Its quarterly examination of the UK economy, published in the National Institute Economic Review today, predicted growth in 2013 was likely to be 0.9%, an estimate unchanged from its previous report in February.

The absence of a sustained period of robust growth has continued since the end of the ‘Great Recession’ in the second quarter of 2009, the report added.

Commentary on last week's growth figures had concentrated on avoidance of a triple-dip recession when the focus should have been on ‘another quarter of relatively weak economic growth’.

Since 2010, growth has totalled just 3.4%, the report highlighted, coming after a contraction of 4% in 2009.

‘As we have noted many times before, obsessing about a couple of quarters of minute falls in output distracts us from the clear trend: that of a stagnating economy,’ the report said.

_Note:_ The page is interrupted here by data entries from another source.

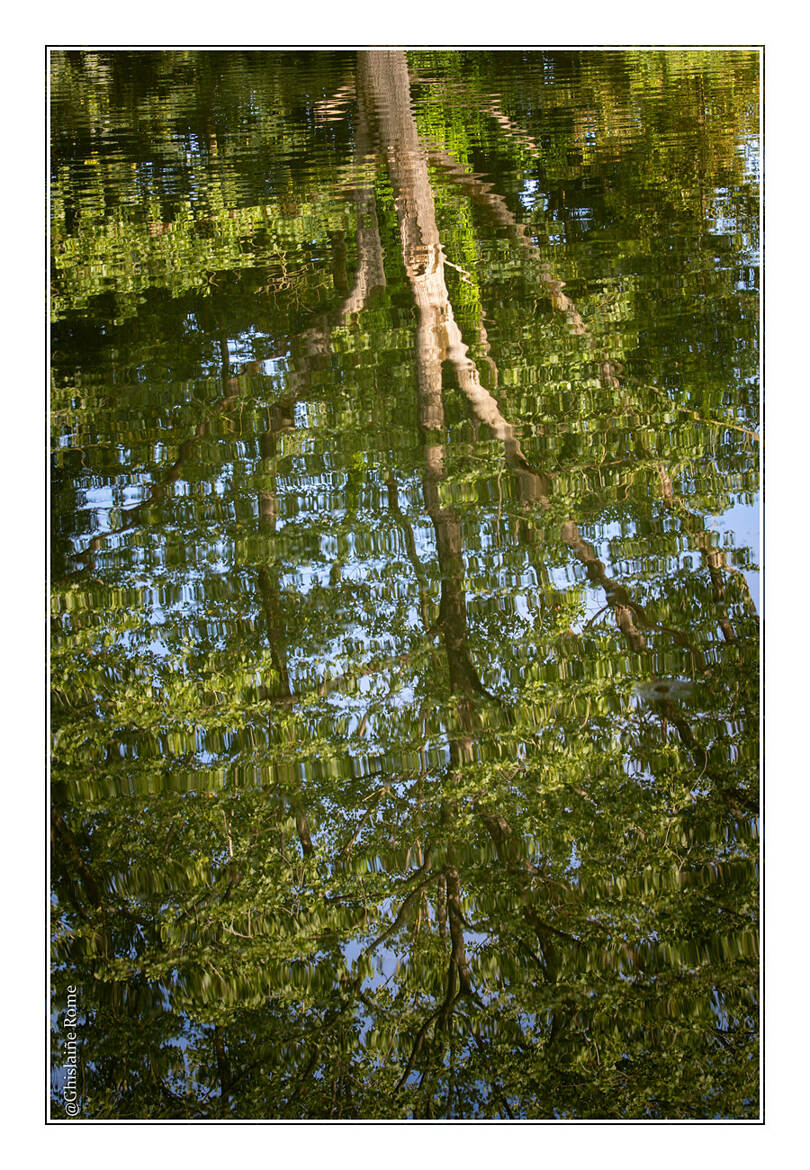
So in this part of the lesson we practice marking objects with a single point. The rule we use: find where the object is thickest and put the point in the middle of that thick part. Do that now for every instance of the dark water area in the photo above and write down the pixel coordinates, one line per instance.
(405, 639)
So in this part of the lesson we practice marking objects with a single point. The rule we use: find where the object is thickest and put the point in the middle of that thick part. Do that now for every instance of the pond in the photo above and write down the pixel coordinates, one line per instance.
(405, 638)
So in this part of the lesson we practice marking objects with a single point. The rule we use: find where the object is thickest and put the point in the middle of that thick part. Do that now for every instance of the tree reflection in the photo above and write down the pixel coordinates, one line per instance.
(386, 782)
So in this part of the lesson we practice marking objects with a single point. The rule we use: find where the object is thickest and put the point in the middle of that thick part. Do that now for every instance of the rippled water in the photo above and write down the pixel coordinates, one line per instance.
(404, 570)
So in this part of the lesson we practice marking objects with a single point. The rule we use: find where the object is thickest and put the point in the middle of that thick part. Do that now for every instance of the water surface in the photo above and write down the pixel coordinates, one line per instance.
(405, 635)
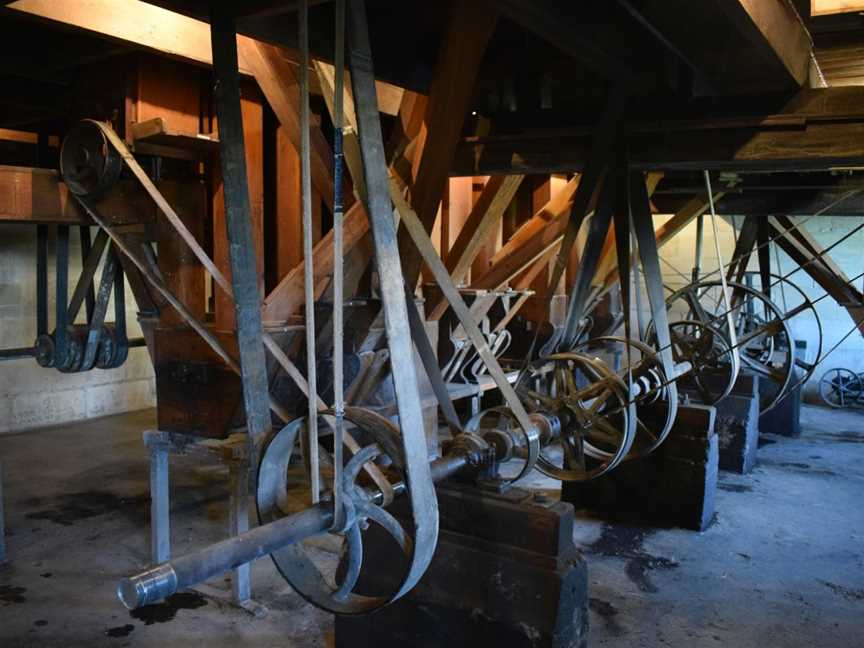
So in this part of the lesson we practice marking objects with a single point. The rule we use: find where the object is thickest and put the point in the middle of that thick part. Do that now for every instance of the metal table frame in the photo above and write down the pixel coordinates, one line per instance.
(232, 452)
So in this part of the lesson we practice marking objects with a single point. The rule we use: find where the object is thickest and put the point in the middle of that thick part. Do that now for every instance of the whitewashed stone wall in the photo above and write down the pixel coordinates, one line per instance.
(836, 321)
(31, 396)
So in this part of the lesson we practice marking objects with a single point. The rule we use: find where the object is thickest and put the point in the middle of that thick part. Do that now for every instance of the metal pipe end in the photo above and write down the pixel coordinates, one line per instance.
(147, 587)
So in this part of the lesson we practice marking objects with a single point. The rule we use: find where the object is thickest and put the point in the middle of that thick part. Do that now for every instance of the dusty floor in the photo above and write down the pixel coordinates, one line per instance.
(783, 564)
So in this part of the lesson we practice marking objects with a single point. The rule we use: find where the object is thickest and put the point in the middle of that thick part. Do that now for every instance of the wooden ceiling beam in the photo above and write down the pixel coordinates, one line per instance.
(146, 26)
(38, 196)
(461, 51)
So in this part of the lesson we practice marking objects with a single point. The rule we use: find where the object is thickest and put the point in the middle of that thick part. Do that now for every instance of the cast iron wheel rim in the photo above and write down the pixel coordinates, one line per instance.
(294, 562)
(572, 407)
(841, 382)
(89, 164)
(668, 389)
(531, 442)
(776, 326)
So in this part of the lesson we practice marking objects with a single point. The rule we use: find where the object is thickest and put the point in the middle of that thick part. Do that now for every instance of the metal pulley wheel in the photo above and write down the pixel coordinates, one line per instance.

‘The performance of the economy in the first quarter of this year does not suggest we have yet got to a point that can be viewed as a sustained recovery.’

According to the NIESR’s analysis, growth will reach 1.5% in 2014, and then just over 2% annually for the three years from 2015.

The report also predicted unemployment would remain ‘roughly flat’, at around 8%, both this year and next, while the Consumer Prices Index of inflation will increase from 2.8% currently to above 3% later this year.

NIESR also today reiterated calls for the government to borrow more to invest in infrastructure. This could both support the economy in the short term and raise the potential rate of growth in the future.

‘With ten-year government bonds attracting yields of less than 2%, the government can finance additional investment in much-needed infrastructure at little cost,’ the review stated.

Chancellor George Osborne should also set out a long-term plan for capital investment in the Spending Review on June 26.

Specifically, he should state whether net investment should be allowed to fall below 1.5% of GDP, which could happen in some spending projections.